O que mais foi vendido?

 E nosso Congresso, quem comprou? E quem vendeu?

 Com certeza nossa força de trabalho, somos nós que vamos pagar, (nós BRASIL).

O trabalho escravo é um fato concreto, a exploração do homem pelo trabalho só visa lucro para o empregador, e depende da disposição politica de um governo para ser desmascarada e receber punição.

Submeter o trabalhador ao trabalho exaustivo. Não obrigando, mas colocando através de leis que seu trabalho seja (enquanto tiver força e vida). Pois é assim que está, trabalhar para prover apenas seu sustento, pois, com seu pequeno salário não consegue manter uma família.

Vamos verificar como começou a proteção do trabalhador no Brasil.

PRIMEIRA-1919

A primeira Lei para proteção ao trabalhador surgiu aqui no Brasil em 1919-Decreto Legislativo nº 3724 de 15 de janeiro de 1919. Enquanto que na França já existia a regulamentação da lei de higiene do trabalho 1862, na Alemanha em 1865, na Inglaterra em 1802, nos estados Unidos ,mais tarde em 1921.

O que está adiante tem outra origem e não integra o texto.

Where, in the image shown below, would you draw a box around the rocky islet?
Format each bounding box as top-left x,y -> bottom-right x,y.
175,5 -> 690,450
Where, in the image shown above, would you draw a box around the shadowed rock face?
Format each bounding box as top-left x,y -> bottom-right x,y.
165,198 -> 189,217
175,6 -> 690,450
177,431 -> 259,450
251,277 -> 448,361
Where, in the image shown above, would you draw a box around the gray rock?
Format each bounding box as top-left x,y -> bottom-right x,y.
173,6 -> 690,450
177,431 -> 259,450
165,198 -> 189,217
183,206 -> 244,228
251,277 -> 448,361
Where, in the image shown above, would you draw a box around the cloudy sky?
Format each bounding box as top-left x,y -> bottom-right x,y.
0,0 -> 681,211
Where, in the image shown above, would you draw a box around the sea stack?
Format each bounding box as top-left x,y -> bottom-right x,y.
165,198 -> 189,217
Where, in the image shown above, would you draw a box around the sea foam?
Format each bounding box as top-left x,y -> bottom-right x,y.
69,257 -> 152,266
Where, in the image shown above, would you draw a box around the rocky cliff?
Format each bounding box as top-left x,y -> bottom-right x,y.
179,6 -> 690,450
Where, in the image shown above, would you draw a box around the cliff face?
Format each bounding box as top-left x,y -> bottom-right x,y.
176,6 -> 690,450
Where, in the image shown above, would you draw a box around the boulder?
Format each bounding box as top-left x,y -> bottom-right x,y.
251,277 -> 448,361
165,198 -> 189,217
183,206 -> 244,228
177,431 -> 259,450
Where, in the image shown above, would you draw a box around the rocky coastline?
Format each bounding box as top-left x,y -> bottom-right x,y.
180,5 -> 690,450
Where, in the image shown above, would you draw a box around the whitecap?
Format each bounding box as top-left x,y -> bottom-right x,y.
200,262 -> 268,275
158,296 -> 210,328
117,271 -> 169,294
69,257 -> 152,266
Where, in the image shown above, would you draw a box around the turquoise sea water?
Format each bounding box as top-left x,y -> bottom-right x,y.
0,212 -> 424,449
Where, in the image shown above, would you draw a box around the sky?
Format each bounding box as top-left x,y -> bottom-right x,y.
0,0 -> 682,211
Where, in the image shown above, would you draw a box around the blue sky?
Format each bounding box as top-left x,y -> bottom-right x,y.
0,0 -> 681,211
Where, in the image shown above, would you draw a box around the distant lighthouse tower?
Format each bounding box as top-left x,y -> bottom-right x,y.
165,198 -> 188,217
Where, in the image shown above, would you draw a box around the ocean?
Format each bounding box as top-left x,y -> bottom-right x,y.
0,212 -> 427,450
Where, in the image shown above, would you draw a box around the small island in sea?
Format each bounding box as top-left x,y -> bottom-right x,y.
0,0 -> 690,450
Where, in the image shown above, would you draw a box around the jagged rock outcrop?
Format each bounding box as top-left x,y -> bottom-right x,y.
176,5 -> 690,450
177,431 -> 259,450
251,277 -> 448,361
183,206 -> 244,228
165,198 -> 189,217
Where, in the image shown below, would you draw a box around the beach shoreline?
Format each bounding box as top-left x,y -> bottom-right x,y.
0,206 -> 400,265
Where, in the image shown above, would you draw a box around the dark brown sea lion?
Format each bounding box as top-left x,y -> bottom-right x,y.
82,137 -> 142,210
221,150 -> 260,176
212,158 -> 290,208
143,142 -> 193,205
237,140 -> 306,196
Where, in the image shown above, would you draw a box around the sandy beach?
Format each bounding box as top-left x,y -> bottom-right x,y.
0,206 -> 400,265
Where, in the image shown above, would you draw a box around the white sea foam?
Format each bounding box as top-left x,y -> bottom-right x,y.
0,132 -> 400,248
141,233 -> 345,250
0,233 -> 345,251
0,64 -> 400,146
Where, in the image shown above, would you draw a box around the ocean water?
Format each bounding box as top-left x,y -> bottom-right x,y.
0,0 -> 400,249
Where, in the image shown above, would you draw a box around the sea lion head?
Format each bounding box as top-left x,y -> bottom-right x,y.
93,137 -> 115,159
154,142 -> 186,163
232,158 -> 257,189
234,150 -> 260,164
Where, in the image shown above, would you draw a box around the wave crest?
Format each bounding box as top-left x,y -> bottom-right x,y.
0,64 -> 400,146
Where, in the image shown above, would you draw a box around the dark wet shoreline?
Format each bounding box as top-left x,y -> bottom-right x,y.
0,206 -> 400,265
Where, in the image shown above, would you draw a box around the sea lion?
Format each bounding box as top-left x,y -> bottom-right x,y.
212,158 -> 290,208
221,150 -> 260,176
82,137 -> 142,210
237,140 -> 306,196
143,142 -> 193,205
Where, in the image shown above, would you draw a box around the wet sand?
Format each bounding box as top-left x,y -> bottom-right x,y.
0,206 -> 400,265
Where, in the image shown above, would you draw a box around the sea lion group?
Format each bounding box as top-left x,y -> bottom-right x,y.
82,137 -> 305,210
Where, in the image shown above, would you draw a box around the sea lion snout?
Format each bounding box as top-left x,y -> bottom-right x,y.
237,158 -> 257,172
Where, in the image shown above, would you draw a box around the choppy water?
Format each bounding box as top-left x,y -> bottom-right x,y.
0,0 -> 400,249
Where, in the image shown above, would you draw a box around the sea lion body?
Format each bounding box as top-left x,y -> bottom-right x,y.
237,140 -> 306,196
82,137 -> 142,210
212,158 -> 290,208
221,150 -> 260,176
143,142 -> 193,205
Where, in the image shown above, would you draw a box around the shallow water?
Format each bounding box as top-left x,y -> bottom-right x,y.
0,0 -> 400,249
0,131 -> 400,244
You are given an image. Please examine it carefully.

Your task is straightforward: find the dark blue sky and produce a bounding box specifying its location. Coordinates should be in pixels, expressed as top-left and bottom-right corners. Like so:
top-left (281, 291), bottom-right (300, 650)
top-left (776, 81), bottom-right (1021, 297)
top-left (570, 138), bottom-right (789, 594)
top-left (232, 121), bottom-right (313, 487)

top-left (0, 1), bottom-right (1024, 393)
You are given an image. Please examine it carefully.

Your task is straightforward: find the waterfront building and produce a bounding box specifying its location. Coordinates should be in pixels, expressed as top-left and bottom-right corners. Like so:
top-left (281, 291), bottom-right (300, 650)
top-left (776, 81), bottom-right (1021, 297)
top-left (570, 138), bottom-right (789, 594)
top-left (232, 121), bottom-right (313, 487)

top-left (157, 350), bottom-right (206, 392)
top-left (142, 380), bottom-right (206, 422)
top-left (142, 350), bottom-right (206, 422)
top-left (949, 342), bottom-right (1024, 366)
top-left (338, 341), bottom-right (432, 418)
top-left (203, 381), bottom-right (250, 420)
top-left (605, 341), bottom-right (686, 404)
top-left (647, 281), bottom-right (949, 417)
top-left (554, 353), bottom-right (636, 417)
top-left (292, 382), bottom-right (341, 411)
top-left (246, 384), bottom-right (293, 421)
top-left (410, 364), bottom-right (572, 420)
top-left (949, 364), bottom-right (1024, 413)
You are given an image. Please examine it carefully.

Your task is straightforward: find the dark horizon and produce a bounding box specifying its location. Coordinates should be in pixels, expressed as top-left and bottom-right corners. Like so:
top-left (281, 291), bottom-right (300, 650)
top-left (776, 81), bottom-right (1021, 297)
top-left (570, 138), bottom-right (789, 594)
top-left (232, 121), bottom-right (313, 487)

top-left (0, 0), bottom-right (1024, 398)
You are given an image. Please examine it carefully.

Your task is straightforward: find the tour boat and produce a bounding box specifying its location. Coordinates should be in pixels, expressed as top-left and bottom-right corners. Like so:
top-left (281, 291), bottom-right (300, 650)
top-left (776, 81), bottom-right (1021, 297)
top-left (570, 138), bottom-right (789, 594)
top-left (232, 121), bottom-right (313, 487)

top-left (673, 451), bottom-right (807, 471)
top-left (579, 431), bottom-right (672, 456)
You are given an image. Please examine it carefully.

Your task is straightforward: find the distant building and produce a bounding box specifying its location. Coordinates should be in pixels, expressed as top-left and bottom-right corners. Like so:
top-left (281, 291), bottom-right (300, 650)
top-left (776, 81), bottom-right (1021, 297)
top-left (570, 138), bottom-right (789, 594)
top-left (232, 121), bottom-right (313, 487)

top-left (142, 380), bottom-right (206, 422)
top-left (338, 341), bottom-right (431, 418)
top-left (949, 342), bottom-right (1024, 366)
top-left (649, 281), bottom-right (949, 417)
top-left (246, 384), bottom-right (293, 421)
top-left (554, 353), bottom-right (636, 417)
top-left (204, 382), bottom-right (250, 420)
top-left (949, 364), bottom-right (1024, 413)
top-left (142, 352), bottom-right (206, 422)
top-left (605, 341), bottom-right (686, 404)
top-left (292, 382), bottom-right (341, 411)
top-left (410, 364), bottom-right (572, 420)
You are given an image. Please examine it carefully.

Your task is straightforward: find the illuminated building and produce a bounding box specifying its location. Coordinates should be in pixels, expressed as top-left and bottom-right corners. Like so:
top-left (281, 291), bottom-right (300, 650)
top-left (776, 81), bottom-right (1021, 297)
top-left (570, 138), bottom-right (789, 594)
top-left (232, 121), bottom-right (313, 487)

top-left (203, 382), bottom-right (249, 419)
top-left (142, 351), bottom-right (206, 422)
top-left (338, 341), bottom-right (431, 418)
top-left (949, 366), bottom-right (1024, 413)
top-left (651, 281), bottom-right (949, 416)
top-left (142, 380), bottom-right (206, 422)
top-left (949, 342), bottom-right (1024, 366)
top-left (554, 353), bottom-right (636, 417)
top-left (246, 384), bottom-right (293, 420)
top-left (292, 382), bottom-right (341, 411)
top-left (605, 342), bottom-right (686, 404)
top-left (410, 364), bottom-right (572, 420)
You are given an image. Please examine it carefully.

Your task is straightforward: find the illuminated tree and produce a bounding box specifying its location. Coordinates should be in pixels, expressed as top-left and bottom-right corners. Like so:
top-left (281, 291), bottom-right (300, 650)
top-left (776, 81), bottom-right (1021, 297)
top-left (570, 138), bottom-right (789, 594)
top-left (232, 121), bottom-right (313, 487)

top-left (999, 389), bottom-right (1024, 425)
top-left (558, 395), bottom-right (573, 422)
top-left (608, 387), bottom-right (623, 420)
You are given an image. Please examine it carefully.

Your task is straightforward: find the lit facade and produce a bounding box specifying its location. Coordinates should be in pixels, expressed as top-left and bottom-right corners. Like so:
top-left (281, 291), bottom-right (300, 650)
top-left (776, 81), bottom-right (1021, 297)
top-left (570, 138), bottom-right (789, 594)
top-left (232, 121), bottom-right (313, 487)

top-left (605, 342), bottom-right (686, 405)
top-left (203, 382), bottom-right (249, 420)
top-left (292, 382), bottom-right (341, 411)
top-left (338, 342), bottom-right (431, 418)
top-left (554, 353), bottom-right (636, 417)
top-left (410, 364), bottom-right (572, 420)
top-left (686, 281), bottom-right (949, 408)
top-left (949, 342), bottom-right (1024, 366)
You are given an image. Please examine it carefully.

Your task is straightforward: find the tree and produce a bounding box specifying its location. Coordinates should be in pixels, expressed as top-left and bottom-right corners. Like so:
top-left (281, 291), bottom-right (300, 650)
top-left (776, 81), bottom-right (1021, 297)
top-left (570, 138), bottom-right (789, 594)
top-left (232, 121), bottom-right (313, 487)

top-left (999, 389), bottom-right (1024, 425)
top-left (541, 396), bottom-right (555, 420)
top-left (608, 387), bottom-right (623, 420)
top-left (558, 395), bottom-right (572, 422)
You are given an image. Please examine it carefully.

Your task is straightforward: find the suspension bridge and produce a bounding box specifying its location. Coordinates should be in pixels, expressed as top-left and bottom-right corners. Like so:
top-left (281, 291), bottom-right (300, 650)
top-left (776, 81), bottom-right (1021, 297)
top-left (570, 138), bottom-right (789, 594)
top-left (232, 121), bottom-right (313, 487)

A proteção legal ao trabalhador no Brasil  contra acidentes e doenças do trabalho é recente e vem se arrastando ao longo dos últimos anos. A lei exige reparação apenas em caso de “moléstia contraída exclusivamente pelo exercício do trabalho, quando este for de natureza a só por si causá-la”.

SEGUNDA-1934

Em 1934 surgi a segunda Lei de Acidentes do Trabalho no Brasil-Decreto nº24.637 10 de julho. É reconhecida como acidente de trabalho a doença profissional atípica. Em 1943, o governo brasileiro apresenta à nação a CLT (Consolidação das Leis de Trabalho).

TERCEIRA- 1944

Em 1944, surge a terceira Lei de Acidente do Trabalho no Brasil, com o Decreto-Lei nº 7.036, de 10 de Novembro.
Determina que as empresas com mais de 100 funcionários devem constituir uma comissão interna para representá-los, a fim de estimular o interesse pelas questões de prevenção de acidentes. 

Em 1953, a Portaria nº 155 regulamenta a atuação das Comissões Internas de Prevenção de Acidentes (CIPA), no Brasil.

QUARTA-1967

Em 1967, surge a quarta Lei  de Acidentes do Trabalho no Brasil, com o Decreto-Lei nº 293, de 28 de Fevereiro. Teve curta duração, porque foi totalmente revogada pela Lei nº 5.316, de 14 de Setembro do mesmo ano. Transferia o seguro de acidentes do trabalho do setor privado para a esfera específica da Previdência Social.

QUINTA-1967

A Lei nº 5.316, de 14 de Setembro de 1967, foi a Quinta Lei de Acidentes do Trabalho no Brasil. Restringe o conceito de doença do trabalho, excluindo as doenças degenerativas e as inerentes a grupos etários.

SEXTA-1976

Em 1976, surge a Sexta Lei de Acidentes do Trabalho no Brasil. Ficam sem proteção especial contra acidentes do trabalho o empregado doméstico e os presidiários que exercem trabalho não remunerado. Além disso, a lei identifica a doença profissional e a doença do trabalho como expressões sinônimas, equiparando-as a acidente do trabalho somente quando constantes da relação organizada pelo Ministério da Previdência e Assistência Social.